Carole Merckle, R.N., M.S.N., assistant director of the Heritage College’s Area Health Education Center and Community Health Programs, agreed that it’s crucial “to really listen,” and make sure patients understand what they’re told. Often, she said, “patients don’t tell providers that they don’t understand something.” CHP’s mobile health clinic staff connects with and serves immigrant workers in the Racine, Ohio, area.
Caroline Kingori, Ph.D., assistant professor of community health in the OHIO Department of Social and Public Health, discussed the importance of getting to know a community from inside. Although she comes from the African nation of Kenya, she had to hire people from the Columbus-area Somali community to help her with research on this group. What this taught her, she said, is that to help immigrant populations, “we have to forget about ourselves and our goals and our intentions, and not do unto them, but work with them.”
Other panelists addressed the nation’s changing immigration and health care policies and how they impact the work of caregivers. Kingori noted, for example, that while documented immigrants can get Medicaid coverage (after five years), and refugees are eligible for Medicaid immediately, undocumented immigrants are not eligible, and thus are very likely to lack health coverage.
Those individuals often rely on receiving care at community clinics such as those in central Ohio operated by PrimaryOne Health. Buhari Mohammed, M.D., M.B.A., senior director of quality improvement and clinical support for PrimaryOne Health, said that while there’s a lot of need in the communities they serve, “we don’t turn anyone away, insured or uninsured.” He said that by increasing the number of insured patients, the Affordable Care Act allowed the nonprofit to serve more patients overall. With the threat of repeal, he added, PrimaryOne began drafting contingency plans considering “which clinics are we going to close down?”
Suha Abushamma, M.D., an internal medicine resident at Cleveland Clinic, described another way immigration policy may affect health care – by reducing the number of internationally trained physicians in the United States. Abushamma was detained by customs officials upon returning to the United States from Saudi Arabia during a 2017 travel ban because she is from Sudan. She was later allowed to return.
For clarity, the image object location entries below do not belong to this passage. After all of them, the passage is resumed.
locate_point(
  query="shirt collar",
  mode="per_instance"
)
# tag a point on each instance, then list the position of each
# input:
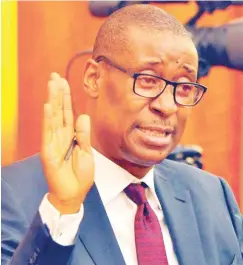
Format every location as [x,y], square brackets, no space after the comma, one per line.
[112,179]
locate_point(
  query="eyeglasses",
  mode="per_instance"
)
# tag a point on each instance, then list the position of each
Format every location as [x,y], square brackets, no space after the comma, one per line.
[151,86]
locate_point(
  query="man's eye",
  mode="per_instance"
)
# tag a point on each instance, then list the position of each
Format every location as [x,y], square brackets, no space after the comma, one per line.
[148,81]
[185,89]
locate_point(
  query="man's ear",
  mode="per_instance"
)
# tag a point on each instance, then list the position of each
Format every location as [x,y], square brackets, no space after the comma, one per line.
[91,78]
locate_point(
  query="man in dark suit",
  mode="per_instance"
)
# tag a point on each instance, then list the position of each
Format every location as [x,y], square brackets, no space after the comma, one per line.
[101,199]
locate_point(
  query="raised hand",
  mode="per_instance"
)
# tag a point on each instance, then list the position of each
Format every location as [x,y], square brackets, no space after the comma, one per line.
[68,180]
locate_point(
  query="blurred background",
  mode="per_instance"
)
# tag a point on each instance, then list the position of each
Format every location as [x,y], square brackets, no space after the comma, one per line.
[41,37]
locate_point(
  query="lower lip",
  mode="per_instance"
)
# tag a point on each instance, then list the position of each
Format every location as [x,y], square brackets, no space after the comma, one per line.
[155,140]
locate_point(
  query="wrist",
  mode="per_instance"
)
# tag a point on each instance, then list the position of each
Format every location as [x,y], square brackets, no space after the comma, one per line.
[64,206]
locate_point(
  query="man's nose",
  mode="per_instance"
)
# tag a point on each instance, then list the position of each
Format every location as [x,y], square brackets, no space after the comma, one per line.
[164,103]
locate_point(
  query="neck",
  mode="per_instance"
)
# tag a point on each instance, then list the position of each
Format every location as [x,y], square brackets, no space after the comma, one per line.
[136,170]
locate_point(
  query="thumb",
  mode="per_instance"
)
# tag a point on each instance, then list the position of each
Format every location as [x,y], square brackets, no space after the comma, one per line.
[83,131]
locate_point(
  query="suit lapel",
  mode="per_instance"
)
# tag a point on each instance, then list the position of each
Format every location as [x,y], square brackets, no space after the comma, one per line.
[96,233]
[179,215]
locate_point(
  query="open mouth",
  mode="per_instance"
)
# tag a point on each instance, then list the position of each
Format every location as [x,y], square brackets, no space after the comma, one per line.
[155,136]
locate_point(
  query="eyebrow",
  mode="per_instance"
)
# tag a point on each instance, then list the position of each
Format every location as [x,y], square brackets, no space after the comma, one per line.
[189,69]
[155,61]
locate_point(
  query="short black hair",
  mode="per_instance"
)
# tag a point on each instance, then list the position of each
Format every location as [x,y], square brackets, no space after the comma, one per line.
[112,38]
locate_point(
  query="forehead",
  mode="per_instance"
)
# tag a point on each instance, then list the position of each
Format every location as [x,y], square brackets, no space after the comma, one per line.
[159,47]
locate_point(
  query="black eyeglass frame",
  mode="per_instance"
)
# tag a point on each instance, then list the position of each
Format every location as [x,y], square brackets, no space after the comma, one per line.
[167,82]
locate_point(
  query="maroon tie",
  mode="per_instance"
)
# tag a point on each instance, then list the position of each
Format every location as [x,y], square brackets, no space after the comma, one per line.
[148,236]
Abushamma praised Cleveland Clinic for supporting her, and urged other hospitals and health systems to stand up for immigrant patients and staffers. “If it weren’t for the Clinic, I wouldn’t have come back to the United States,” she said.
The Rev. Joel Miller, pastor of Columbus Mennonite Church, said faith-based communities have a role to play in the immigration issue, providing a kind of “immune response, when something is terribly wrong in the environment.” His church is providing sanctuary to a Mexican woman the U.S. government is trying to deport.
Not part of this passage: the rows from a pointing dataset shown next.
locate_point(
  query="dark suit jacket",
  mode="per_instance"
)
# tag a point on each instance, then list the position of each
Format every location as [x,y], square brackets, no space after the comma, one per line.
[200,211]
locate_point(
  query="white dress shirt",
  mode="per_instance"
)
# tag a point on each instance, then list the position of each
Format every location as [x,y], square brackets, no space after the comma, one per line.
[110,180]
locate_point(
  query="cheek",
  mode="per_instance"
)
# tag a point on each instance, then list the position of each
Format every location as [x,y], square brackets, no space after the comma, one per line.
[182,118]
Meredith Gartin, Ph.D., a visiting assistant professor of global health in Ohio University’s College of Health Sciences and Professions who has done community-based research on immigrant populations in Arizona, urged students who want to work with such populations to get involved now. One way, she suggested, is by taking advantage of “all these really amazing international experiences” available through OHIO programs like the Global Health Initiative.
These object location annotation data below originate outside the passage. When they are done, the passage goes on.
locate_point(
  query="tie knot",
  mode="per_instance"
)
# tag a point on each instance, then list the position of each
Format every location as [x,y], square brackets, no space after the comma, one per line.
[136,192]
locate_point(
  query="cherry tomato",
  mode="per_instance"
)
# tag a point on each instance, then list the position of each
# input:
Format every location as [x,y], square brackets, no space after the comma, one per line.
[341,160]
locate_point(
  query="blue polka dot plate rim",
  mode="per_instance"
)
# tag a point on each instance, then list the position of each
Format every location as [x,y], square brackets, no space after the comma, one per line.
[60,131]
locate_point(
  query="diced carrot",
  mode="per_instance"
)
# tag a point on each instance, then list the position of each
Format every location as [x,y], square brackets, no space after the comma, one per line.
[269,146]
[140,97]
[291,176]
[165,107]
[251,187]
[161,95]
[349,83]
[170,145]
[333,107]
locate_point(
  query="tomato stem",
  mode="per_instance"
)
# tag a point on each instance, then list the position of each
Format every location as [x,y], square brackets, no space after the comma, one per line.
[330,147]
MacKenzie Reece was among the medical students attending Health Policy Day; his interest in immigrant health has led him to design a research project, under the mentorship of Dr. Rubin, to gather perspectives of heath care providers who work with refugee populations in northeast Ohio.
Reece said he found much in the event “eye-opening,” including accounts by his classmates of their own struggles with immigration laws; the debunking of the popular misconception that immigrants are a major drain on the U.S. economy; and Dr. Abushamma’s reminder of how many U.S. primary care physicians come from other countries.